All workCase Study: Design Systems Lead

Establishing Design Systems as a Service

From graveyard to governance.

Year
2024
Client
Automotive Enterprise
Role
Design Systems Lead
Design SystemsProduct DesignAccessibility
Establishing Design Systems as a Service

I led a team to start merging 2 design systems with different maturity levels. We transformed a simple UI library into a Design System across multiple product teams. We challenged the status-quo, surveyed users, migrated tools, redesigned components, and last but not least: advocated for adoption.

Context

Our big automotive client had over 15 design systems across the organisation, a Design Systems Grave Yard, as Dan Mall calls it. You can only imagine the amount of inconsistencies and inefficiencies that were in place. The second main issue: there were no clear governance or collaboration processes. The project scope grew but the UI Library was stuck in a low maturity level.

Role

Design Systems Lead. I oversaw the entire design system initiative, sold the case and led the migration from Sketch to Figma, established a governance model and best practices, and collaborated with cross-functional teams to encourage adoption.

Constraints

Limited resources: a small part-time team on a volunteer basis.
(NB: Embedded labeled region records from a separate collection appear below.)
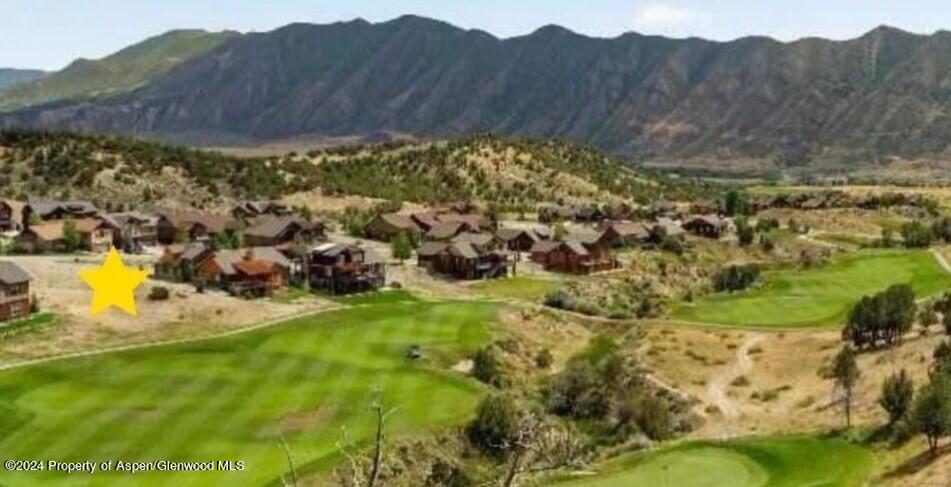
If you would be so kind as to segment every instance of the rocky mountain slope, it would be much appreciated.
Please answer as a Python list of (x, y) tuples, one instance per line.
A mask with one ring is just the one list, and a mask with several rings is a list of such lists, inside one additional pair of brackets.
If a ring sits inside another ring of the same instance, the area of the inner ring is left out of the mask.
[(9, 90), (13, 85), (33, 81), (46, 75), (39, 69), (0, 68), (0, 92)]
[(255, 143), (391, 131), (581, 141), (660, 161), (943, 155), (951, 33), (733, 42), (559, 27), (498, 39), (403, 17), (234, 36), (131, 93), (30, 107), (0, 126)]
[(241, 158), (121, 136), (0, 131), (0, 196), (103, 205), (220, 207), (295, 194), (533, 210), (540, 203), (648, 203), (713, 194), (555, 141), (471, 136)]
[(61, 71), (0, 93), (0, 109), (107, 97), (138, 88), (171, 68), (214, 49), (231, 32), (175, 30), (103, 59), (78, 59)]

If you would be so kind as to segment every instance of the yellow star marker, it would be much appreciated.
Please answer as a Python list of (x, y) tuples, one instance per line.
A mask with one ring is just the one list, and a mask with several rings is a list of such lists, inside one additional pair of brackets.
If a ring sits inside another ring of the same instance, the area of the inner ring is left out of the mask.
[(136, 316), (133, 291), (148, 275), (148, 271), (126, 267), (115, 247), (109, 248), (101, 267), (79, 271), (79, 277), (93, 290), (89, 312), (97, 315), (109, 306), (115, 306)]

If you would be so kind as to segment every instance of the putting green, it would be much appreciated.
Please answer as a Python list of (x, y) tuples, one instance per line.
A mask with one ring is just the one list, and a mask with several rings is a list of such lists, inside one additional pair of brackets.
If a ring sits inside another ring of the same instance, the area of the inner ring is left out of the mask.
[(565, 487), (800, 487), (862, 485), (872, 454), (841, 440), (763, 438), (691, 443), (636, 454)]
[[(241, 336), (63, 360), (0, 373), (5, 459), (245, 462), (241, 472), (0, 470), (3, 485), (263, 485), (286, 471), (326, 471), (342, 428), (369, 438), (376, 391), (391, 435), (468, 417), (483, 389), (446, 372), (490, 339), (487, 303), (396, 300)], [(420, 345), (423, 359), (406, 350)]]
[(753, 327), (840, 325), (864, 295), (908, 283), (919, 297), (951, 288), (951, 275), (924, 250), (869, 251), (815, 269), (764, 272), (764, 285), (674, 307), (674, 319)]
[(492, 279), (472, 285), (473, 290), (483, 292), (489, 296), (504, 299), (522, 299), (539, 301), (564, 281), (558, 279), (538, 279), (534, 277), (510, 277), (508, 279)]

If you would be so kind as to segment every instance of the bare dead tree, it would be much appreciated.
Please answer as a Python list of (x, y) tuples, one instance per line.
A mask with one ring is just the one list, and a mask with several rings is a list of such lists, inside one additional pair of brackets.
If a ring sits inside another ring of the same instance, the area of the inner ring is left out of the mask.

Outdated design tools and files as the starting point. And the challenge of navigating a large, complex organisational structure where changing anything required sustained advocacy over months.

Approach

We conducted an in-depth audit of existing components to identify strengths, weaknesses, and inconsistencies. From there, we established clear design principles and guidelines. We led the migration from Sketch to Figma, training teams, encouraging adoption, and sharing best practices. Then we started the process of merging two systems, adopting the more mature one while contributing enhancements.

Key Decisions

Creating a governance model was the pivotal decision: clear decision-making processes, contribution guidelines, and release cycles. This transformed the design system from a deliverable into a service. We also established iterative testing and refinement cycles based on user feedback, treating designers and developers as users of the system itself.

Strategy × Visual Design

The strategic shift was reframing the design system not as a component library but as a service the team provides to the organisation. This meant thinking about internal communication, onboarding, documentation, and advocacy as core design work, not afterthoughts. Visually, consistency was the goal: every component decision was driven by accessibility (AA/AAA WCAG compliance) and scalability across a large, distributed product surface.

Outcomes

  • Gained access to 470 components, 3× more than the original library

  • Reduced design and development time by approximately 50%

  • Improved brand awareness through a unified design language across products

  • Enhanced accessibility scores to AA/AAA WCAG compliance

Learnings

The importance of clear and concise communication with stakeholders at all levels. Speaking Business was crucial to move the needle.

Fostering collaboration between designers, developers, and product managers is essential for successful design system adoption.

Working with large teams in complex environments with tight deadlines required patience. The system's success depended on advocacy as much as craft.